Xylose fermentation by six strains from different Spathaspora species isolated in Brazil, plus the Sp. passalidarum type strain (CBS 10155(T)), was characterized under two oxygen-limited conditions. The best xylose-fermenting strains belong to the Sp. passalidarum species, and their highest ethanol titers, yields, and productivities were correlated to higher XR activity with NADH than with NADPH. Among the different Spathaspora species, Sp. passalidarum appears to be the sole harboring two XYL1 genes: XYL1.1, similar to the XYL1 found in other Spathaspora and yeast species and XYL1.2, with relatively higher expression level. XYL1.1p and XYL1.2p from Sp. passalidarum were expressed in S. cerevisiae TMB 3044 and XYL1.1p was confirmed to be strictly NADPH-dependent, while XYL1.2p to use both NADPH and NADH, with higher activity with the later. Recombinant S. cerevisiae strains expressing XYL1.1p did not show anaerobic growth in xylose medium. Under anaerobic xylose fermentation, S. cerevisiae TMB 3504, which expresses XYL1.2p from Sp. passalidarum, revealed significant higher ethanol yield and productivity than S. cerevisiae TMB 3422, which harbors XYL1p N272D from Sc. stipitis in the same isogenic background (0.40 vs 0.34 g gCDW (-1) and 0.33 vs 0.18 g gCDW (-1) h(-1), respectively).
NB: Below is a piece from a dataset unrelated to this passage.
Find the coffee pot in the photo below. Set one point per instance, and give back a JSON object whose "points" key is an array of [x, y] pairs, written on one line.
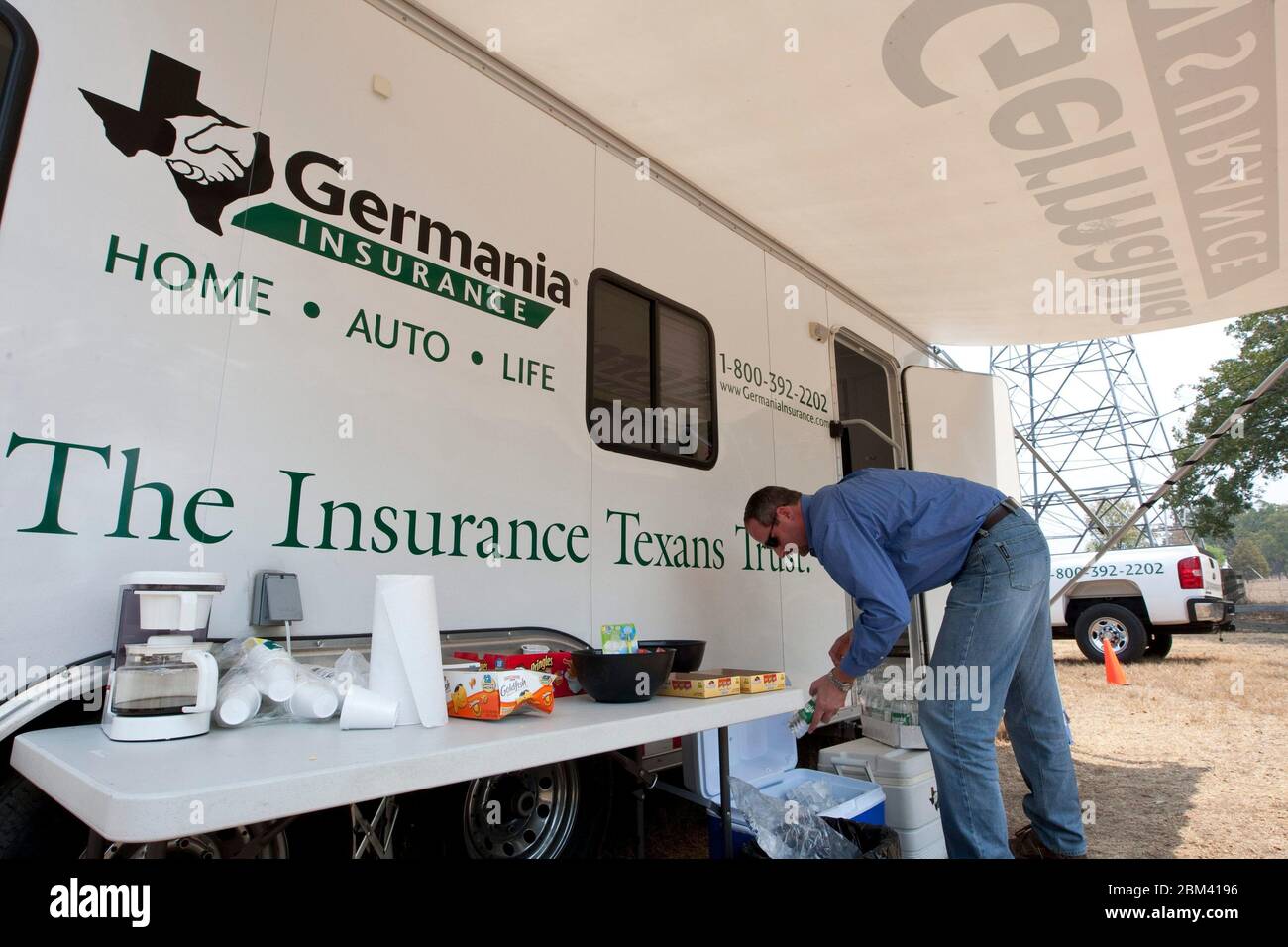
{"points": [[162, 686]]}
This work explored a new clade of xylose-fermenting yeasts (Spathaspora species) towards the engineering of S. cerevisiae for improved xylose fermentation. The new S. cerevisiae TMB 3504 displays higher XR activity with NADH than with NADPH, with consequent improved ethanol yield and productivity and low xylitol production. This meaningful advance in anaerobic xylose fermentation by recombinant S. cerevisiae (using the XR/XDH pathway) paves the way for the development of novel industrial pentose-fermenting strains.
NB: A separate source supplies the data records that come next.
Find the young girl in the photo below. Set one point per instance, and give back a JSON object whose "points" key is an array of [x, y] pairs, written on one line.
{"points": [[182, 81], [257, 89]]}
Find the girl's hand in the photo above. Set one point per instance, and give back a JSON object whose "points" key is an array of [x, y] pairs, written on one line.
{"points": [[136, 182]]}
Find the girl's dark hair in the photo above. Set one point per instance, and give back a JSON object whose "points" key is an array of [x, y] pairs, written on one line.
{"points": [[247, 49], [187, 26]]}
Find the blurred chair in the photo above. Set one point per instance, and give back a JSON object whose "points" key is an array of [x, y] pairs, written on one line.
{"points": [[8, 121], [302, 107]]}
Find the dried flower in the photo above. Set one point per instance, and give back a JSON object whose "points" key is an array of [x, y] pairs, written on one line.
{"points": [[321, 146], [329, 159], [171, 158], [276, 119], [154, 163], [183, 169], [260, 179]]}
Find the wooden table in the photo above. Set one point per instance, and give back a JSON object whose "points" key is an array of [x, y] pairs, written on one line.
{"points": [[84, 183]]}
从木质纤维素材料生产乙醇及其他燃料和化学品依赖于高效的木糖转化。酵母中的木糖发酵能力通常与接受NADH作为辅因子的木糖还原酶(XR)相关。树干毕赤酵母的XR能够使用NADH作为辅因子,但仍更偏好NADPH,已被用于构建重组木糖发酵酿酒酵母。已描述了新型木糖发酵酵母物种,如来自Spathaspora进化枝的那些,它们是改善酿酒酵母木糖发酵的新基因的潜在来源。
对从巴西分离的六种不同Spathaspora物种的菌株,以及Spathaspora passalidarum模式菌株(CBS 10155(T))在两种限氧条件下的木糖发酵特性进行了研究。最佳木糖发酵菌株属于Spathaspora passalidarum物种,其最高乙醇滴度、产率和生产率与使用NADH时比使用NADPH时更高的XR活性相关。在不同的Spathaspora物种中,Spathaspora passalidarum似乎是唯一含有两个XYL1基因的:XYL1.1,与其他Spathaspora和酵母物种中发现的XYL1相似,以及XYL1.2,其表达水平相对较高。来自Spathaspora passalidarum的XYL1.1p和XYL1.2p在酿酒酵母TMB 3044中表达,并且XYL1.1p被证实严格依赖NADPH,而XYL1.2p可同时使用NADPH和NADH,对后者的活性更高。表达XYL1.1p的重组酿酒酵母菌株在木糖培养基中未显示厌氧生长。在厌氧木糖发酵条件下,表达来自Spathaspora passalidarum的XYL1.2p的酿酒酵母TMB 3504显示出比在相同同基因背景下含有树干毕赤酵母XYL1p N272D的酿酒酵母TMB 3422显著更高的乙醇产率和生产率(分别为0.40对0.34 g gCDW(-1)和0.33对0.18 g gCDW(-1) h(-1))。
这项工作探索了一个新的木糖发酵酵母进化枝(Spathaspora物种),以用于酿酒酵母的工程改造以改善木糖发酵。新的酿酒酵母TMB 3504显示出使用NADH时比使用NADPH时更高的XR活性,从而提高了乙醇产率和生产率,并降低了木糖醇产量。重组酿酒酵母(使用XR/XDH途径)在厌氧木糖发酵方面的这一有意义进展为新型工业戊糖发酵菌株的开发铺平了道路。